Dominique Riquet se prononce également pour une politique européenne de défense et voit dans l’économie verte une opportunité de développement que l’Europe doit saisir.

 
 

Hélène Flautre, Les Verts : «  Il faut tirer le meilleur parti de l’Europe  ». La candidate des Verts rappelle que «  80 à 90% des biens produits en Europe sont consommés en Europe  ». Ces chiffres doivent amener une ouverture, notamment pour un meilleur respect des populations du Sud qui souffrent par exemple des répercussions de la PAC.
Elle juge le plan de relance actuel «  pas assez important et mal orienté  ». Selon elle la réponse à la crise doit prendre la forme d’une conversion écologique de la politique européenne. Cette conversion permettrait la création d’emplois verts non délocalisables et des investissements dans les secteurs clés tels que le développement des énergies renouvelables et la réduction des émissions de carbone. Selon Hélène Flautre « cette économie écologique peut créer 10 millions d’emplois en Europe  ».

 
 

Pascale Montel, NPA : le Nouveau Parti Anticapitaliste se veut le «  porte-parole de ceux qui luttent  ». Pour Pascale Montel la résolution de la crise passe avant tout par une remise en cause de la gestion capitaliste qui «  casse notre système social  ». Elle défend l’idée d’une coopération par les luttes pour changer l’Europe, car selon elle «  à ce niveau là, on ne parle jamais du quotidien des travailleurs, de leur pouvoir d’achat  ».

 
 
 
 
 
 

Nicolas Dupont-Aignan, Debout la République : Le leader du mouvement Debout la République constate que tout le monde est d’accord sur les enjeux de ces élections, mais selon lui dans «  l’Europe à 27 notre modèle républicain est minoritaire  » et un consensus des 27 partenaires n’est pas réalisable. Il propose un retour à l’Europe des Nations, «  il n’y a pas besoin d’uniformiser ce continent  ». Autre proposition : modifier les institutions européennes et remplacer les commissions par des agences de coopération à la carte travaillant sur des sujets précis. De plus l’Union Européenne devrait se concentrer sur les questions d’avenir, par exemple le développement de la voiture électrique, les panneaux solaires, «  pour que nos enfants ne soient pas des gestionnaires de chambres d’hôtes dans une France transformée en parc touristique  ».

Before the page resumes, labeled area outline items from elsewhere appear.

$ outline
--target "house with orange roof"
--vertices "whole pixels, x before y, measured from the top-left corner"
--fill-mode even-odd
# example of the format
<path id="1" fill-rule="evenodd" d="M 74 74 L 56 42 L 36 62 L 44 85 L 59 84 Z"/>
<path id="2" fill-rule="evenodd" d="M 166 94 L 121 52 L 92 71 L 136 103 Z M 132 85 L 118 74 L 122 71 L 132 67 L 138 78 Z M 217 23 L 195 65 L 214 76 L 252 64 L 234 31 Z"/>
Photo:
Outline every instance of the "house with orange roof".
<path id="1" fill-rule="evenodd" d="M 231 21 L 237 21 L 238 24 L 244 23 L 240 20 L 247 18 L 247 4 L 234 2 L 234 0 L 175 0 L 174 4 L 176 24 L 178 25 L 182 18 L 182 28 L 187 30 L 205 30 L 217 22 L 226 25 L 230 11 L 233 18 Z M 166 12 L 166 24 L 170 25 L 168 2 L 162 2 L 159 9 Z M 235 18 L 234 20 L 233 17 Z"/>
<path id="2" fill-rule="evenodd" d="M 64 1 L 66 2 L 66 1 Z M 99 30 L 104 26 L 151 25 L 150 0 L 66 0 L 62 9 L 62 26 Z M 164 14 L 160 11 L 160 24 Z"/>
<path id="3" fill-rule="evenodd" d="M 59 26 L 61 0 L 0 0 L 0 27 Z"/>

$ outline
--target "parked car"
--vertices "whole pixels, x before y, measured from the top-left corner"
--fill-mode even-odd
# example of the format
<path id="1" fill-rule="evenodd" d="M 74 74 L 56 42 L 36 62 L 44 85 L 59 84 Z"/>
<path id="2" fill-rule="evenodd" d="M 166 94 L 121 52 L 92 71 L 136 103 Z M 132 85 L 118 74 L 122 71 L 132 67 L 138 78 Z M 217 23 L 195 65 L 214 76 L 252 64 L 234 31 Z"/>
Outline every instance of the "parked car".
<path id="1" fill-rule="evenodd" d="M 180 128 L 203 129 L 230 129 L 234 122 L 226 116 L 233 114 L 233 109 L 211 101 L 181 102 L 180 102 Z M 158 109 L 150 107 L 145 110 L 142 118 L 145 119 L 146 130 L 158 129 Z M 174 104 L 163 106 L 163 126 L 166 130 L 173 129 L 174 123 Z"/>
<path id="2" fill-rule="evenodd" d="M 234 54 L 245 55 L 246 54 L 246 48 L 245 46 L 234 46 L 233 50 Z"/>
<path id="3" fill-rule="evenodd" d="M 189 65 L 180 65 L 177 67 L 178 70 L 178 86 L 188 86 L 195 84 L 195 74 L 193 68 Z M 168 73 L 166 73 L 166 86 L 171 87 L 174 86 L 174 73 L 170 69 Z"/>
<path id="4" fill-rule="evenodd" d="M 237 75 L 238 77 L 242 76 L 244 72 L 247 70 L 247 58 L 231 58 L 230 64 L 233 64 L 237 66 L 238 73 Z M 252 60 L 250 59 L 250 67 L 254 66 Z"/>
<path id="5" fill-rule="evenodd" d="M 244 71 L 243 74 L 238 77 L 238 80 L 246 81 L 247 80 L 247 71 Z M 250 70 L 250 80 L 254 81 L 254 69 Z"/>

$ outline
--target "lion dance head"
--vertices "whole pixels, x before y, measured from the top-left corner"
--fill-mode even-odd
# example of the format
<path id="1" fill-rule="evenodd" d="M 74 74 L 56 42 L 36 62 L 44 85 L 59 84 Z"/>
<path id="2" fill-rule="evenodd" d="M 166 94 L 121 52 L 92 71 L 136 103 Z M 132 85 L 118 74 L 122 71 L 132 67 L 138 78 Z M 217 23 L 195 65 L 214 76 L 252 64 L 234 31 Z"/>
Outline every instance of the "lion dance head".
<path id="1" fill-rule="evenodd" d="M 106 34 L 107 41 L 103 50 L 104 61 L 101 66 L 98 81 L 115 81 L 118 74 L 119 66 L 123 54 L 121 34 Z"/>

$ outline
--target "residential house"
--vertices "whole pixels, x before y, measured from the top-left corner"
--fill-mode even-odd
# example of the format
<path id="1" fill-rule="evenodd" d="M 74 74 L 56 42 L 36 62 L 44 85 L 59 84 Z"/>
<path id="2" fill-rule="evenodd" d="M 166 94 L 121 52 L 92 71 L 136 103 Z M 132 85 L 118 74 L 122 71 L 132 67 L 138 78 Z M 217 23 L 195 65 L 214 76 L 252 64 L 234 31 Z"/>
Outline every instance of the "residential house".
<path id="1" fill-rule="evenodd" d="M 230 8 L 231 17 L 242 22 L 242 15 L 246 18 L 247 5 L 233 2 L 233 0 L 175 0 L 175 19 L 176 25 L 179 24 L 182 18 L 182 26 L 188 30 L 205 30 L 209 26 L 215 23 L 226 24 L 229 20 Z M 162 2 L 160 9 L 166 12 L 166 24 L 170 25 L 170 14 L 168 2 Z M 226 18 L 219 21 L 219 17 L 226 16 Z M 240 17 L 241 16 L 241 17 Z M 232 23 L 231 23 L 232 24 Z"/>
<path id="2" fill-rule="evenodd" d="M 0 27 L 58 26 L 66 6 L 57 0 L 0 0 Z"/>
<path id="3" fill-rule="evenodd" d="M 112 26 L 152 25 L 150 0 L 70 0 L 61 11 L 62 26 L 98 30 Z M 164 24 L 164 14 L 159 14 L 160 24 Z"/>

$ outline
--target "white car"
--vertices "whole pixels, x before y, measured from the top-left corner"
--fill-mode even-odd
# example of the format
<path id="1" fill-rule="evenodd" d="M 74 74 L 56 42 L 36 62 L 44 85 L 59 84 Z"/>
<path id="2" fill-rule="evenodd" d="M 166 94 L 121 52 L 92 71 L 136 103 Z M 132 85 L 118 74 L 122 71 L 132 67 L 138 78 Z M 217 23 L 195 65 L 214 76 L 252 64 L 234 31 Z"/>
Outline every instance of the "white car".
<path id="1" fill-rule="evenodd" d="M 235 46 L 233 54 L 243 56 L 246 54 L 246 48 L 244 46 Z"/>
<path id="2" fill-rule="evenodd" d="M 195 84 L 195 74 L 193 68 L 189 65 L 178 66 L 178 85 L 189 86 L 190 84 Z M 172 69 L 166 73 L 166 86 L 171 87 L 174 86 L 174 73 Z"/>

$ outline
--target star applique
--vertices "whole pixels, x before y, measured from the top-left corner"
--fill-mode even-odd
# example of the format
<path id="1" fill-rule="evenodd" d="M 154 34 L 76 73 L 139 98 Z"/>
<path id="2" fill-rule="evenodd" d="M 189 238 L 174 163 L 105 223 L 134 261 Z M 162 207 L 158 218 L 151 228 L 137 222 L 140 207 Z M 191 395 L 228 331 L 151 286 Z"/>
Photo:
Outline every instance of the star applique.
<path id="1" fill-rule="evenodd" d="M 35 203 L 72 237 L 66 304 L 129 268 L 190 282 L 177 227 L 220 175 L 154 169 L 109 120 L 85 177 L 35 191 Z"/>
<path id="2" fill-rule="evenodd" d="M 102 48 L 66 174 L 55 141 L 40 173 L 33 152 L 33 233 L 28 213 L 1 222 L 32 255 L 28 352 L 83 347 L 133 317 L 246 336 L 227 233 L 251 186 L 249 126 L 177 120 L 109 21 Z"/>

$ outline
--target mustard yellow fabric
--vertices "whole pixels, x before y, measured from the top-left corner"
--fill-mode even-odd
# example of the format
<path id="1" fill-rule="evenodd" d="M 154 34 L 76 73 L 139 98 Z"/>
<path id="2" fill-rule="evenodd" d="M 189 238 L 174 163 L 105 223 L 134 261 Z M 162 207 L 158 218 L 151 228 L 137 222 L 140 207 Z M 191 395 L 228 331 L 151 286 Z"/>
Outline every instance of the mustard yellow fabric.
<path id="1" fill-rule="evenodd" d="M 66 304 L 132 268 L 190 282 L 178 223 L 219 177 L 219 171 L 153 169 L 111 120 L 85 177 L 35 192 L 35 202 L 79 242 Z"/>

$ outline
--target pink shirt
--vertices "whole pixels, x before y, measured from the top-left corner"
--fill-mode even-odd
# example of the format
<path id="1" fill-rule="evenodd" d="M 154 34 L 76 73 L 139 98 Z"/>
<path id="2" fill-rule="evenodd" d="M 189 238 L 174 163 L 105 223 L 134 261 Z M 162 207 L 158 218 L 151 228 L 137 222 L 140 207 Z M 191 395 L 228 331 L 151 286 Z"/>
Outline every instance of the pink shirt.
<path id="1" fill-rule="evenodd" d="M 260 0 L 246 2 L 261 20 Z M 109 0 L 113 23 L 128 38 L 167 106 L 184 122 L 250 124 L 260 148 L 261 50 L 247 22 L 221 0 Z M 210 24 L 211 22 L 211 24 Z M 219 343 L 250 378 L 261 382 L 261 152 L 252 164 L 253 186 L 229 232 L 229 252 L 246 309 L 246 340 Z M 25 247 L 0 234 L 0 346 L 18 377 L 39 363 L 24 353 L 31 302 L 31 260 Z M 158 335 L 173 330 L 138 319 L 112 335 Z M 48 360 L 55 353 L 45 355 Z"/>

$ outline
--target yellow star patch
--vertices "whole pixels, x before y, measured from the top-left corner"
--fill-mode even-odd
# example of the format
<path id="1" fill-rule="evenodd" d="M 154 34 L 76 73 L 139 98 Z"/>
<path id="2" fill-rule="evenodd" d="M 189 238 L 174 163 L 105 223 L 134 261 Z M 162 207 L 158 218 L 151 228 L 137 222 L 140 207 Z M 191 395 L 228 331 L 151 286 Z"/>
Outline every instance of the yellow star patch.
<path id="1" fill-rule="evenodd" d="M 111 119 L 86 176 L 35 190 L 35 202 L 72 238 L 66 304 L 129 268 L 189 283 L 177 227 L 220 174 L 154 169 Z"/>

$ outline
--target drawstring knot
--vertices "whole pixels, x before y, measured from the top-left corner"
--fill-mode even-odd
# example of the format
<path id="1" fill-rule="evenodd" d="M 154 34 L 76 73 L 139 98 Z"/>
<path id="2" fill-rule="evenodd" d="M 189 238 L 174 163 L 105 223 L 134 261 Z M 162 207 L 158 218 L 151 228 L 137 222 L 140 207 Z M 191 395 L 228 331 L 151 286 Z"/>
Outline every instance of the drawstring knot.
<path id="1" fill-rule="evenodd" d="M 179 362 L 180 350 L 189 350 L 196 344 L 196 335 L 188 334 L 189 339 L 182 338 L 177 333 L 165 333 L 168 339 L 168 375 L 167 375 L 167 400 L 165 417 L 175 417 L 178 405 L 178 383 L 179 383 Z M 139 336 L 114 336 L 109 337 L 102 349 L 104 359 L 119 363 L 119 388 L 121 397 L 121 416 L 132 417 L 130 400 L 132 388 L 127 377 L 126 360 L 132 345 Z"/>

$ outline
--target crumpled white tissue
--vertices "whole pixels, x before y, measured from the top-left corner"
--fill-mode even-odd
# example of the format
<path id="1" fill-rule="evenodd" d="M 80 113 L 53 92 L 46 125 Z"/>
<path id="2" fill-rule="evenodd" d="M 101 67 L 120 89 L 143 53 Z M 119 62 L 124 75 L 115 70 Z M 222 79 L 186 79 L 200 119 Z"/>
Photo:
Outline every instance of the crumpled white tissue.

Il est à noter que Nicolas Dupont-Aignan estime que les médias ont empêché la tenue de vrais débats autour de ces élections. Notamment en cristallisant l’attention sur une fausse opposition UMP – PS.
Hélène Flautre quant à elle considère que la presse française est mal organisée pour rendre compte de l’activité au Parlement Européen. Ce à quoi il lui a été répondu que les politiques ont souvent tendance à rendre la presse responsable de leurs propres problèmes de communication. Un sujet qui mériterait à lui seul un nouveau débat.